Chaotic scenes at planning meeting as anger erupts over new West Hampstead development
Chair thrown in council meeting
Thursday, 9th September
The new development planned for Gondar Gardens
FURY over a new development in West Hampstead exploded at a council meeting this evening (Thursday) as objectors shouted that people would be left looking out of their windows at a brick wall.
At one stage a chair was thrown, and in chaotic scenes expletives could be heard ringing out across the council chamber. “Everybody, stop paying council tax” was cried out to the room, while members of the planning committee were asked if they were “on the side of the rich”.
Watch: The planning committee witnessed a furious response its green light for work to begin in Gondar Gardens
The meeting was broadcast live to Camden Council’s website and everybody attending was told at the beginning that the proceedings were being screened to viewers online.
Some of the footage has been edited for those looking to watch it now.
Councillors voted in favour of building four new three-storey homes in Gondar Gardens, but objectors living in a nearby road had told the council that precious daylight to their home would be lost.
Marie Adie, who lives nearby, said it was “obscene” that the council’s planning department had called the impact “immaterial”.
Objectors were given five minutes to make their case, even though a discussion over whether a screen could be shared to the meeting took several minutes beforehand.
“I’m protecting my flat and you are giving me two minutes,” said Ms Adie.
The land will be built on an ‘infill site’, but the objectors say it should be seen as a tree-lined garden. “It is an abuse of the English language,” Ms Adie said.
Her written objection had said: “The scheme would block our main source of light and render our flat much darker. It is shocking and appalling that the planning officer didn’t even bother to do a site visit and considers the loss of daylight ‘’immaterial’,” their objection said.
“By granting this application the planning committee would deprive us of light – and the other three residents on the south side – and spoil our enjoyment of our home to the degree where we would have to consider moving out.”

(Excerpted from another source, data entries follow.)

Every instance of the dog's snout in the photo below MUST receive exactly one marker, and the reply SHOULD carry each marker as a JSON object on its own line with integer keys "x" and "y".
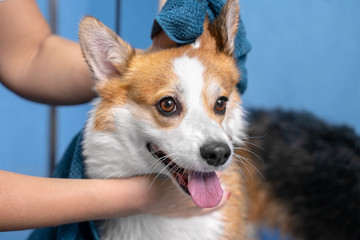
{"x": 215, "y": 153}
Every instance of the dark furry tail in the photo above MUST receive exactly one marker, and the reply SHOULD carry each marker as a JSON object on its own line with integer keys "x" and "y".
{"x": 310, "y": 186}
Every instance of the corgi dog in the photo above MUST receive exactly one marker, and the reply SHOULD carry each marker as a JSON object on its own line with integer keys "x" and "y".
{"x": 175, "y": 112}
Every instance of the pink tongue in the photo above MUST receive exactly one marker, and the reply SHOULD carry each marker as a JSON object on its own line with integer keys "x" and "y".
{"x": 205, "y": 189}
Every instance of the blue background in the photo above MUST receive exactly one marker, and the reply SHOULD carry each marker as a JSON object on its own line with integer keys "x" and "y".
{"x": 305, "y": 56}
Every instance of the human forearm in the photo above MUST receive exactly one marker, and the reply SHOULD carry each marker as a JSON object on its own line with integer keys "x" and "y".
{"x": 37, "y": 65}
{"x": 33, "y": 202}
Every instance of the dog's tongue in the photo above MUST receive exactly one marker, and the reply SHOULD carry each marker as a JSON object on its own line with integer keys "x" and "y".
{"x": 205, "y": 189}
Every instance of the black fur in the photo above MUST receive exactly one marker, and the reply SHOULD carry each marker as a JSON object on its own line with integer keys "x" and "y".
{"x": 314, "y": 169}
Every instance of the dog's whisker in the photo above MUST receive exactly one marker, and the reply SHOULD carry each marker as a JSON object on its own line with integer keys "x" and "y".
{"x": 249, "y": 162}
{"x": 253, "y": 144}
{"x": 249, "y": 151}
{"x": 238, "y": 157}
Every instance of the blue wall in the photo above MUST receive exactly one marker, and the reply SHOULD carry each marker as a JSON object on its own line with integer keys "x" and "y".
{"x": 305, "y": 55}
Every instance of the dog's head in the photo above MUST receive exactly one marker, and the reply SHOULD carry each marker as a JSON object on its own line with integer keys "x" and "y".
{"x": 179, "y": 107}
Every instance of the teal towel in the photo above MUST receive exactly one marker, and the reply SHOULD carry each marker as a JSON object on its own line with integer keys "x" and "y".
{"x": 182, "y": 21}
{"x": 71, "y": 166}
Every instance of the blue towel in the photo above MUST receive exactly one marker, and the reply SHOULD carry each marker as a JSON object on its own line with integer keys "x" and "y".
{"x": 71, "y": 166}
{"x": 182, "y": 21}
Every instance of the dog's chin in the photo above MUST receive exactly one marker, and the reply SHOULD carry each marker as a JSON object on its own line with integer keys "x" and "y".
{"x": 178, "y": 173}
{"x": 203, "y": 187}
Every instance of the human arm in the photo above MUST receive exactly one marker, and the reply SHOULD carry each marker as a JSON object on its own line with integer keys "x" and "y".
{"x": 34, "y": 202}
{"x": 36, "y": 64}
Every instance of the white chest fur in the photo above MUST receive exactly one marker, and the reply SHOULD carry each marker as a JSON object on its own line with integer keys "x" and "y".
{"x": 149, "y": 227}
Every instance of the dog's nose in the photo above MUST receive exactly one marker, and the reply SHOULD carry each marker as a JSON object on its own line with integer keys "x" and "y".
{"x": 215, "y": 153}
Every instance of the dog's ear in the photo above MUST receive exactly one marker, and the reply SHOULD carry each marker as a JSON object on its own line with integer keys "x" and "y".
{"x": 106, "y": 54}
{"x": 224, "y": 27}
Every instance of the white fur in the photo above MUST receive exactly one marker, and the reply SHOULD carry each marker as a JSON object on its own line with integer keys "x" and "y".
{"x": 123, "y": 153}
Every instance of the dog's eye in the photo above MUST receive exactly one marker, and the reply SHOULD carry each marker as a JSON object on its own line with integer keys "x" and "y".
{"x": 220, "y": 105}
{"x": 167, "y": 106}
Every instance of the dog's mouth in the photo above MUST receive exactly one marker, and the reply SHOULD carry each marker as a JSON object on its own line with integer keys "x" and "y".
{"x": 203, "y": 187}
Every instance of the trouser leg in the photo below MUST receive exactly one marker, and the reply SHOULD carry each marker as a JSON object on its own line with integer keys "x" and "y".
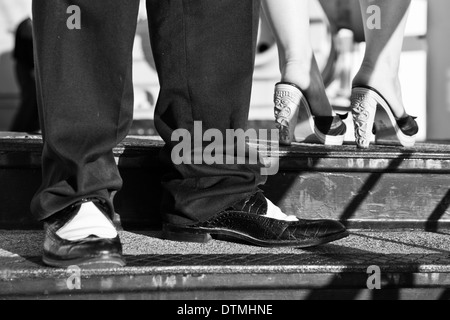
{"x": 204, "y": 53}
{"x": 85, "y": 98}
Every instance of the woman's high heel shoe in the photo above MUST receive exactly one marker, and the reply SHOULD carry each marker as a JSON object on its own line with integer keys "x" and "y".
{"x": 365, "y": 102}
{"x": 290, "y": 106}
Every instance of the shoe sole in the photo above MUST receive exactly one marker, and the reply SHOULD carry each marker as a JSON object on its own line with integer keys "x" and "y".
{"x": 99, "y": 262}
{"x": 204, "y": 235}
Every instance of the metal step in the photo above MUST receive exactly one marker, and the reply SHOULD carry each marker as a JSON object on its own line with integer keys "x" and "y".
{"x": 380, "y": 188}
{"x": 408, "y": 264}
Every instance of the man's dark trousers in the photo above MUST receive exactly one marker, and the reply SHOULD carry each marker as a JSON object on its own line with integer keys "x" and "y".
{"x": 204, "y": 53}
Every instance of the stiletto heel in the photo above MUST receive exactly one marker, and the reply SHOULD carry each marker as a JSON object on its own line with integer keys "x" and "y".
{"x": 292, "y": 105}
{"x": 365, "y": 103}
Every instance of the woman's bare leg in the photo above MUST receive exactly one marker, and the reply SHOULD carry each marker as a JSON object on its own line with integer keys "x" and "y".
{"x": 290, "y": 23}
{"x": 384, "y": 46}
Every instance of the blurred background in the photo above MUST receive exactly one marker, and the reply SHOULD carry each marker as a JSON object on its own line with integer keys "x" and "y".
{"x": 338, "y": 41}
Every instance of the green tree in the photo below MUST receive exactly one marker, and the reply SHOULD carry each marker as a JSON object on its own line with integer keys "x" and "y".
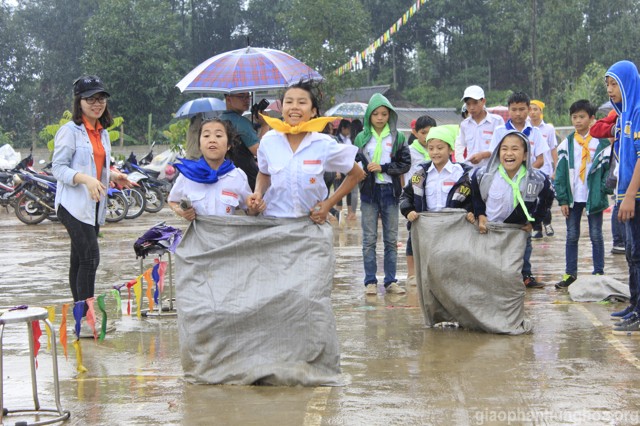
{"x": 56, "y": 30}
{"x": 17, "y": 78}
{"x": 140, "y": 59}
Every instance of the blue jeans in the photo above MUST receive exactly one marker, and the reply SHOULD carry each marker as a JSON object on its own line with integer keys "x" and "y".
{"x": 573, "y": 235}
{"x": 632, "y": 228}
{"x": 382, "y": 204}
{"x": 617, "y": 228}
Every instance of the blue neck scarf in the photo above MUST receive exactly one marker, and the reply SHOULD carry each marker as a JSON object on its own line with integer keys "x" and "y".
{"x": 200, "y": 171}
{"x": 526, "y": 130}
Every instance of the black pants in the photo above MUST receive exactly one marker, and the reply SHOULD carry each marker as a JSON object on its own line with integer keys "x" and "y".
{"x": 85, "y": 255}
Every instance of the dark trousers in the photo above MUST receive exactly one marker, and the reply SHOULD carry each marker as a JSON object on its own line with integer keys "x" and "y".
{"x": 85, "y": 255}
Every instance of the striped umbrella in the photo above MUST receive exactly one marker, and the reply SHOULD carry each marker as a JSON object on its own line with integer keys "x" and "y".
{"x": 246, "y": 70}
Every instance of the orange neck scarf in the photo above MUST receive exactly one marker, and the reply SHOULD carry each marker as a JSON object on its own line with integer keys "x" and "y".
{"x": 314, "y": 125}
{"x": 586, "y": 154}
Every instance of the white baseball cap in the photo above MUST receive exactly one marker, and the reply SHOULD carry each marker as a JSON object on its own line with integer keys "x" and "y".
{"x": 473, "y": 92}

When they were told they could say no more, Cecilia Adie, who also lives next to the site, carried on regardless and told how she had seen bats flying in “figures of eight” around the site, adding: “It was the most enchanting manifestation of nature I’ve ever seen.”

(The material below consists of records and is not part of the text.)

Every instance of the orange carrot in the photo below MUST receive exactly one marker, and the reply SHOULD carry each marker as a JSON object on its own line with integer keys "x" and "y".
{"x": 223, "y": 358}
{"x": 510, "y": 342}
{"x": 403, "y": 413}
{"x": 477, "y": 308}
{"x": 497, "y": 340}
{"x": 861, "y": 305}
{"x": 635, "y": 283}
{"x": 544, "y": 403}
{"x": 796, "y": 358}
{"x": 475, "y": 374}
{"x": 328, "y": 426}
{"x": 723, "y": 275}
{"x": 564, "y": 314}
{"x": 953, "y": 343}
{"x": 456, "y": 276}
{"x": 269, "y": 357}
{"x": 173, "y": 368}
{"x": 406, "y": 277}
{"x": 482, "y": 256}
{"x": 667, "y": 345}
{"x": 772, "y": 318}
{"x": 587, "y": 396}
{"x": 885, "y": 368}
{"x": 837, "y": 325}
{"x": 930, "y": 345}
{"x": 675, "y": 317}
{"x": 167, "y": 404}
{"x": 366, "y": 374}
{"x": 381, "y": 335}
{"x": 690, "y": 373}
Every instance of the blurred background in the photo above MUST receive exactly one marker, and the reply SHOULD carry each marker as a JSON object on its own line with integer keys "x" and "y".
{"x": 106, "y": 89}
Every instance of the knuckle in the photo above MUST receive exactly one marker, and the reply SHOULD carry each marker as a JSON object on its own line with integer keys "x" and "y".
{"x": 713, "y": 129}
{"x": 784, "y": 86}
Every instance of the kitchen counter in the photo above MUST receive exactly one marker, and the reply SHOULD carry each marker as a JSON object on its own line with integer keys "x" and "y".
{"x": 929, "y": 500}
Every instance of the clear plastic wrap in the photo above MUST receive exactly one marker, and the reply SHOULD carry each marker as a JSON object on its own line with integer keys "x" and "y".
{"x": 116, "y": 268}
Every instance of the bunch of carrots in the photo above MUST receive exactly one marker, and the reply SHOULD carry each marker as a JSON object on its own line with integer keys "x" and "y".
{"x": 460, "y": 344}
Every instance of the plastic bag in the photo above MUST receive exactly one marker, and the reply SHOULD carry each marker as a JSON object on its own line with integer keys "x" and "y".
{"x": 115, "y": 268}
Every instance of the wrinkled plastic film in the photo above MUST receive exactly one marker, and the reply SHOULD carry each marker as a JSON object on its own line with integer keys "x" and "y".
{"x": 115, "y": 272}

Ward councillor Lorna Russell also spoke in opposition, adding: “The geometrics are a 45 degree roof, as well as the red brick which just does not blend with the frontage of the mansion blocks at this part of Gondar Gardens.”
And Conservative committee member Councillor Andrew Parkinson said: “It seems to me it’s made no attempt whatsoever to fit in with local character. There’s the red brick but also this sort of V shaped design which isn’t something that you really see in the local area.”

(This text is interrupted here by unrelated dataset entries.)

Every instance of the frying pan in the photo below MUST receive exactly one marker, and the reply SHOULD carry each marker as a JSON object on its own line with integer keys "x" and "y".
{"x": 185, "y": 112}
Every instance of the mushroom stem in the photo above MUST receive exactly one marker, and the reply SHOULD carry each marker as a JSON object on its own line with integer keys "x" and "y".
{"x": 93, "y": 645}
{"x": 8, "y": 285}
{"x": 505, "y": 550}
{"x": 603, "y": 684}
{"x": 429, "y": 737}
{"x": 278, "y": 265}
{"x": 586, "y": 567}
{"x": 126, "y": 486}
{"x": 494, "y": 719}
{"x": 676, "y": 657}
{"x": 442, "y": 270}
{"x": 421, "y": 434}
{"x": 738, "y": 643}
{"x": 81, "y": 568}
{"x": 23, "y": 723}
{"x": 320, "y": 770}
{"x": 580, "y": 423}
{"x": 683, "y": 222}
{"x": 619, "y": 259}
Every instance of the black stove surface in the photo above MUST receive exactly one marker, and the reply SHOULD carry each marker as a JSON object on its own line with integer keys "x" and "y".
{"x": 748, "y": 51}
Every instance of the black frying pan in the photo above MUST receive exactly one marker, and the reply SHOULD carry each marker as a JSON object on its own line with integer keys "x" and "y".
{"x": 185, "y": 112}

But Camden’s planning officers had recommended permission be granted in a report which said: “The proposed development would occupy most of the currently open plot with a new three storey building. There would be some impacts on residential amenities of neighbouring occupiers but these are considered acceptable on balance, and any harm found would need to be balanced against the scheme’s contribution towards housing.”
Warning: Some viewers may find language in this video offensive – this is the edit being used by Camden Council’s web team
“Some temporary harm would be had during construction; however, this would be managed via a recommended Construction Management Plan. Overall, the proposals would deliver a good mix of new homes, with a high-quality design, and excellent sustainability credentials.
It added: “Officers have given significant weight to the environmental credentials of the scheme, the design quality, and the delivery of new homes (including a payment-lieu of affordable housing) and recommend approval.”
PILs or payment of lieu have proved controversial because developers do not have to build affordable housing on the site and instead send money to the council, which could put it into schemes elsewhere.
Lewis Westhoff, representing urban planners Iceni, the applicants, told. the meeting: “The Gondar Gardens site is a challenging site and the scheme is a result of more than two years of design evolution, revolution, iterations and visions. We believe the scheme represents an exemplar residential infill development that shows how challenging sites such as this can deliver new high-quality residential homes.”
He said an earlier scheme was rejected and a new architect had come in to draw up a new idea.
“The brief was to design a scheme that was appropriate for the site’s context and not driven by a minimum quantum of units or floor space,” he said.
‘This approach has resulted in a scheme that is far more appropriate for the site and in our view, has responded to all previous reasons for refusal before.”
More angry scenes followed the final vote with councillors told they were turning London into a “shithole”.